Genetic inactivation of the Carnitine/Acetyl-Carnitine mitochondrial carrier of Yarrowia lipolytica leads to enhanced odd-chain fatty acid production

Abstract

Background: Mitochondrial carriers (MCs) can deeply affect the intracellular flux distribution of metabolic pathways. The manipulation of their expression level, to redirect the flux toward the production of a molecule of interest, is an attractive target for the metabolic engineering of eukaryotic microorganisms. The non-conventional yeast Yarrowia lipolytica is able to use a wide range of substrates. As oleaginous yeast, it directs most of the acetyl-CoA therefrom generated towards the synthesis of lipids, which occurs in the cytoplasm. Among them, the odd-chain fatty acids (OCFAs) are promising microbial-based compounds with several applications in the medical, cosmetic, chemical and agricultural industries.

Results: In this study, we have identified the MC involved in the Carnitine/Acetyl-Carnitine shuttle in Y. lipolytica, YlCrc1. The Y. lipolytica Ylcrc1 knock-out strain failed to grow on ethanol, acetate and oleic acid, demonstrating the fundamental role of this MC in the transport of acetyl-CoA from peroxisomes and cytoplasm into mitochondria. A metabolic engineering strategy involving the deletion of YlCRC1, and the recombinant expression of propionyl-CoA transferase from Ralstonia eutropha (RePCT), improved propionate utilization and its conversion into OCFAs.
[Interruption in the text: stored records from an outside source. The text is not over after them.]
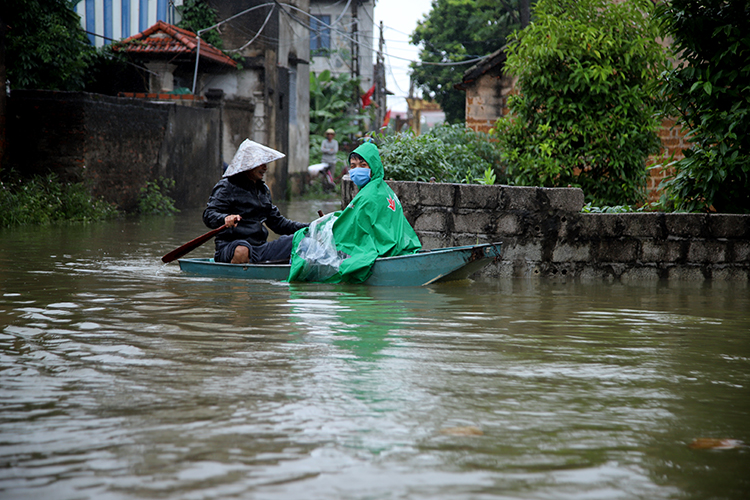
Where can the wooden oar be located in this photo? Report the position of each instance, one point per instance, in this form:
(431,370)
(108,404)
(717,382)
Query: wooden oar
(192,245)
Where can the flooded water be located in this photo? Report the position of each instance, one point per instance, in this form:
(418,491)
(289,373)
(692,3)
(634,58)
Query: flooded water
(121,378)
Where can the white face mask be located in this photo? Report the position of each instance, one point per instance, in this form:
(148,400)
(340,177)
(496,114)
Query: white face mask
(360,176)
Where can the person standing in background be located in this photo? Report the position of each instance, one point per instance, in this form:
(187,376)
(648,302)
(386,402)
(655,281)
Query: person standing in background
(329,147)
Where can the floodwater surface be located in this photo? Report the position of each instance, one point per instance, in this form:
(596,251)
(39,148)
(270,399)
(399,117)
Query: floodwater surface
(123,378)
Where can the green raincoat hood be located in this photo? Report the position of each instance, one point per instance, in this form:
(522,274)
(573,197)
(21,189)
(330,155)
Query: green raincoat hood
(370,153)
(372,225)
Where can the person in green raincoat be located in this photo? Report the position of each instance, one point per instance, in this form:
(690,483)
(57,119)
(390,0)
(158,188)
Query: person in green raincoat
(342,246)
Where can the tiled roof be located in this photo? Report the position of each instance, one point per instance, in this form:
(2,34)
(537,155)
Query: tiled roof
(164,39)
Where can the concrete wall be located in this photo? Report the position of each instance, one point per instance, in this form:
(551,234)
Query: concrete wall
(545,235)
(115,144)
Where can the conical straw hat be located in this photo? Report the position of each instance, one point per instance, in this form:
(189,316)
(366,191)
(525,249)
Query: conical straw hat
(251,155)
These genetic modifications and a lipogenic medium supplemented with glucose and propionate as the sole carbon sources, led to enhanced accumulation of OCFAs in Y. lipolytica.

Conclusions: The Carnitine/Acetyl-Carnitine shuttle of Y. lipolytica involving YlCrc1, is the sole pathway for transporting peroxisomal or cytosolic acetyl-CoA to mitochondria. Manipulation of this carrier can be a promising target for metabolic engineering approaches involving cytosolic acetyl-CoA, as demonstrated by the effect of YlCRC1 deletion on OCFAs synthesis.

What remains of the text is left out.